First is David: We can imagine him in today’s passage having an “it’s good to be the king” kind of moment: finally having secured his throne, captured Jerusalem, and delivered the ark of the covenant—basically God’s presence—into the holy city, in a particularly shrewd political move. Now he lives in a fine palace, probably believing a little too much his own press, telling the court over and over again about that Goliath guy.
At the height of his strength he makes some not uncommon human mistakes when it comes to God: First, he imagines God to be a lot like him, a king (and therefore in need of a palace), and second, he is eager to do “for God” what God neither wills nor wants.
And so God has to step in through the prophet Nathan: “Slow your roll, there, buddy,” to paraphrase a bit: “Remember, I plucked you out of the fields and made you king, when you were little more than a boy. I’m the one who will build you a house.”
How God builds that house brings us to the young woman, Mary, with a whole lot of nothing to call her own, except herself. Probably the furthest thing from her mind was that God would have anything for her to do. And yet it is to Mary that the angel Gabriel, “sent from God,” comes: “Greetings, favored one! The Lord is with you,” the angel says, “God wants you to build a house.”
But unlike the house of cedar David offered, which would set him back only the cost of building it, Mary’s task is a bit more involved, and, we can safely say, more complicated. I’ve always wondered if Mary’s perplexed statement of the obvious—“How can this be, since I am a virgin?”—was said also with some trepidation, some knowledge that God is asking for a lot, maybe for everything. Her marriageability is Mary’s most precious and only asset, and building God this house is going to put that in jeopardy. In fact, when this same story is told another way in the Gospel of Matthew, God’s sends an angelic messenger to Joseph instead, counseling him to overlook Mary’s untimely pregnancy.
And yet, Mary, says yes, she goes all in, even as she has everything to lose. And in doing so, she opens the door to the salvation of the world.
A king and a young woman, and God chooses the girl with nothing, the one who goes all in with God with what little she has, so that God can go all in with the world God has made.
Which leads me to wonder how and when God might choose to partner with us. Perhaps it’s not those times when we are at the height of our strength or our success, not the times we think we know what God needs and wants from us. With Mary as the pattern, it is more likely to be those times when we feel we have nothing to offer, or we don’t know what to do, or we don’t think we can even survive what life has brought us, times when the idea that we could do anything for or with God is furthest from our minds.
Maybe it’s when we are stripped of any pretensions, when we are most aware of our weakness, that’s the time when God sends the messenger with Good News: “Greetings, favored one! The Lord is with you. Do not be afraid. You have found favor with God.”
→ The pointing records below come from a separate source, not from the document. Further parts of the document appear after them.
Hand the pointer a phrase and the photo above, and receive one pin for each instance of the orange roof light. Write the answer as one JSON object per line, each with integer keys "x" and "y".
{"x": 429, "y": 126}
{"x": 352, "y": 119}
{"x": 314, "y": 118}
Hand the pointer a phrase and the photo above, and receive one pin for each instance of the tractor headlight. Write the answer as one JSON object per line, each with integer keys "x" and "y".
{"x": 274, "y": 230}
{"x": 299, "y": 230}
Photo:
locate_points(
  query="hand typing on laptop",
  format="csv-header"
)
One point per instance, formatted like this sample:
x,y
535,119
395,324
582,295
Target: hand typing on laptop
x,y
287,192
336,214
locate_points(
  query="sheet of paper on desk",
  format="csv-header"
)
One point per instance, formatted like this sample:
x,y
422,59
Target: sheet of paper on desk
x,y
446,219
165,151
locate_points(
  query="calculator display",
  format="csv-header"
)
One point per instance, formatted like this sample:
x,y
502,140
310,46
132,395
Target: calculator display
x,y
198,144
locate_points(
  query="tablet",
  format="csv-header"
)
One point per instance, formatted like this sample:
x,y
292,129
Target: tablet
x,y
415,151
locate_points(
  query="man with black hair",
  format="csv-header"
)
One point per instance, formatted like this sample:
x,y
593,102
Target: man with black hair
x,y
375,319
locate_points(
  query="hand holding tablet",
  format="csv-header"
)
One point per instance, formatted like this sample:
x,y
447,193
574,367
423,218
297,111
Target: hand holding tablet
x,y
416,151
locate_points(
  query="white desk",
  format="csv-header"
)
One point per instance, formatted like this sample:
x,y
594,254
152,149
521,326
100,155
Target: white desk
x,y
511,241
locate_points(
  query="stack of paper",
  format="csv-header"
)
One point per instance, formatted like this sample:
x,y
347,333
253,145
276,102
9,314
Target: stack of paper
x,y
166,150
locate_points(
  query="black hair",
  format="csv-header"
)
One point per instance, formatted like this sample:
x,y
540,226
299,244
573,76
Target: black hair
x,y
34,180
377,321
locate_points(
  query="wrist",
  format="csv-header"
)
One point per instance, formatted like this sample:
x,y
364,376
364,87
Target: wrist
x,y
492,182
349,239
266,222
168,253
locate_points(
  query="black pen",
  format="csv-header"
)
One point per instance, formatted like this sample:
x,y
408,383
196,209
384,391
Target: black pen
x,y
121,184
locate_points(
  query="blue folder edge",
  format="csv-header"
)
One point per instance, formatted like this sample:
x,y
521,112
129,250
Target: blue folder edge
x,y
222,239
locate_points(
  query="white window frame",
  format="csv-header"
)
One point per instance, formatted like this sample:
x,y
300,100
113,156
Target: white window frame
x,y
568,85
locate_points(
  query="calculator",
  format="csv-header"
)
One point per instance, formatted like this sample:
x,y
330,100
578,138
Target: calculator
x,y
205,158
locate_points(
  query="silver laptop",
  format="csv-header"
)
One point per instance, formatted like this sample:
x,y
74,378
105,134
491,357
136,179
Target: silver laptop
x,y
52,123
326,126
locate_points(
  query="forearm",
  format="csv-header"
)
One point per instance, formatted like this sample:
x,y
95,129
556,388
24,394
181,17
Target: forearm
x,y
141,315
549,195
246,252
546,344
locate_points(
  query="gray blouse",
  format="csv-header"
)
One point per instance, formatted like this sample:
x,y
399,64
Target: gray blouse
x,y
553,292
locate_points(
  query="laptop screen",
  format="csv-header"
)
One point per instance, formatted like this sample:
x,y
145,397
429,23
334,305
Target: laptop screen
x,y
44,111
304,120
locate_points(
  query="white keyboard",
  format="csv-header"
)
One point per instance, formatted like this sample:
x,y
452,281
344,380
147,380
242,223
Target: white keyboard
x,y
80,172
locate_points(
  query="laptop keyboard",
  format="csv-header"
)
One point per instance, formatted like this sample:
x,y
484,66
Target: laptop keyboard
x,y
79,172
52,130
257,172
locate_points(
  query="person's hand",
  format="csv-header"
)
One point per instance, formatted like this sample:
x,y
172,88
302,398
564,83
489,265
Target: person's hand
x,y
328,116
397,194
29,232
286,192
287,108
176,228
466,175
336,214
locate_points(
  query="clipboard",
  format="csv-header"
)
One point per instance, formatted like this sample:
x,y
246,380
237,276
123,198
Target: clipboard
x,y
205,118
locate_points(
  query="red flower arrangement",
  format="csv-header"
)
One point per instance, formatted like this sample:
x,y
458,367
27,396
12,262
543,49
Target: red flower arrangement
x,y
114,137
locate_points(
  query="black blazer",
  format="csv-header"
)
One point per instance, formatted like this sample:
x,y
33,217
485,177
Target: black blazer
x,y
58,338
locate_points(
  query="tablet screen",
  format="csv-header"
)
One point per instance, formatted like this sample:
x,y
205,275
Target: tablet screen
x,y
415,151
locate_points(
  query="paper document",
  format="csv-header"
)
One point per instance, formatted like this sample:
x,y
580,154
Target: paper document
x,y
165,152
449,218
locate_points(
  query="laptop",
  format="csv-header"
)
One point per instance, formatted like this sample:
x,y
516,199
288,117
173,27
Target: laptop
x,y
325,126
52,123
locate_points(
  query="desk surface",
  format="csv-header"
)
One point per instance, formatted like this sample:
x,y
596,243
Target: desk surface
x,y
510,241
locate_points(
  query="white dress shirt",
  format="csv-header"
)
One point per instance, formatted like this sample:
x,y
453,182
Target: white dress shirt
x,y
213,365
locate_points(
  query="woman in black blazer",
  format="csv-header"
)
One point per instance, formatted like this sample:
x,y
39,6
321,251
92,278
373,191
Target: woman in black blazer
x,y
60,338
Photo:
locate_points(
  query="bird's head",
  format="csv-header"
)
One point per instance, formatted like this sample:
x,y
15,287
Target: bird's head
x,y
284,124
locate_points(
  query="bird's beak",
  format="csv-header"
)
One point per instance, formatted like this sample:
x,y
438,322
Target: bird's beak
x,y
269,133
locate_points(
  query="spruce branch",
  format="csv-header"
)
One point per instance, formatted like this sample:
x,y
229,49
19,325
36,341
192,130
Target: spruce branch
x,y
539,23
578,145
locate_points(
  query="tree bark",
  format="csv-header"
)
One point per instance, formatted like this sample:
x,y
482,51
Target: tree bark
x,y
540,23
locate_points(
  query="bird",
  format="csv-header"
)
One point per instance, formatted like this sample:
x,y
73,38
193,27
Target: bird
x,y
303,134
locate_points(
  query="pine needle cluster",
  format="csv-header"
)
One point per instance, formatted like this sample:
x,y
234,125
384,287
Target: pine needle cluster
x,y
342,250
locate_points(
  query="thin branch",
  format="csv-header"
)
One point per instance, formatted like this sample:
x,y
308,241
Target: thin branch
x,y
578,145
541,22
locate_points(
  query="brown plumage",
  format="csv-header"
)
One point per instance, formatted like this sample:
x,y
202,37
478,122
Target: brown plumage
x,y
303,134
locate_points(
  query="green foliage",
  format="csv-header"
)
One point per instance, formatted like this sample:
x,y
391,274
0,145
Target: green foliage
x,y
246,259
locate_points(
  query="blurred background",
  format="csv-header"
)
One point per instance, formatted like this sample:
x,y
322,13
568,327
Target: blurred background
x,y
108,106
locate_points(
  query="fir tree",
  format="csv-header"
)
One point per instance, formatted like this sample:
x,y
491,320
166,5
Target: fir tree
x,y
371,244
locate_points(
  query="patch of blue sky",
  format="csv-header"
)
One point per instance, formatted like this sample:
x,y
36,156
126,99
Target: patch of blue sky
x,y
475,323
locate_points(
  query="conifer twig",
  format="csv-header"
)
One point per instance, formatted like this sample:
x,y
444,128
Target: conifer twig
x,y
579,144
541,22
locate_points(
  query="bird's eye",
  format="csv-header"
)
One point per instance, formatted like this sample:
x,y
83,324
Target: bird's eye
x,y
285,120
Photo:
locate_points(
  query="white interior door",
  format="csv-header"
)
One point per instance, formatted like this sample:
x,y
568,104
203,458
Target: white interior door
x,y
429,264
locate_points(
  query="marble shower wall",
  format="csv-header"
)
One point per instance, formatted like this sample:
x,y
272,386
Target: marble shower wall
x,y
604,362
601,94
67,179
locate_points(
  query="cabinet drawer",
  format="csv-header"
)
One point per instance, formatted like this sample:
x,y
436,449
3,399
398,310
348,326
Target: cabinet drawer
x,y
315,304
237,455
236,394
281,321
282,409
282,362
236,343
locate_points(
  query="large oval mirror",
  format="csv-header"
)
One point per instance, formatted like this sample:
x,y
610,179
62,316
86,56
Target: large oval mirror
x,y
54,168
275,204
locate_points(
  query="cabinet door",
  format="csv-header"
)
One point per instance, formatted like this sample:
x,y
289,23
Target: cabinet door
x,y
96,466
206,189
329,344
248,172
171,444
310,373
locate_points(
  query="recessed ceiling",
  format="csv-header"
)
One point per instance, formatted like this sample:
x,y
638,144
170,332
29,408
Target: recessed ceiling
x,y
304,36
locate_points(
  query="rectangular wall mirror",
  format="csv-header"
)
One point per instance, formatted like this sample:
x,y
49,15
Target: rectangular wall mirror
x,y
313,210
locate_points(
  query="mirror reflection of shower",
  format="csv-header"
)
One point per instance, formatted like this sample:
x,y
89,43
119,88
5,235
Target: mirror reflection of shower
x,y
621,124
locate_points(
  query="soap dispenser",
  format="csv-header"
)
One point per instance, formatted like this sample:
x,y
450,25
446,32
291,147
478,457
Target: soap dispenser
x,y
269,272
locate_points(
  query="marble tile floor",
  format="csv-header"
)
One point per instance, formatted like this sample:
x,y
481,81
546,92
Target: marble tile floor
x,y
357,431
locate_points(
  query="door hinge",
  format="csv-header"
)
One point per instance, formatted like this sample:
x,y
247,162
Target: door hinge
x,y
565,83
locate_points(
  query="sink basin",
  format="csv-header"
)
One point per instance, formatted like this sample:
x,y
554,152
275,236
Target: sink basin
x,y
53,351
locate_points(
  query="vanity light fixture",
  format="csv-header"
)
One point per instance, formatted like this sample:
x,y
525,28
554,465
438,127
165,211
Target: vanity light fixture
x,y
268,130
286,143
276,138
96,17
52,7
The irony of Advent is, after all, that in answer to our prayers that God tear open the heavens, and shake the mountains and come in power to accomplish the Great Divine Cleanup of the World, God answers those prayers with weakness, with the abject powerlessness and utter vulnerability of a baby, born of a young woman, barely more than a girl, with nothing but herself to offer, God’s partner in opening the door to the salvation of the world.
Why should it be any different with us? For nothing will be impossible with God.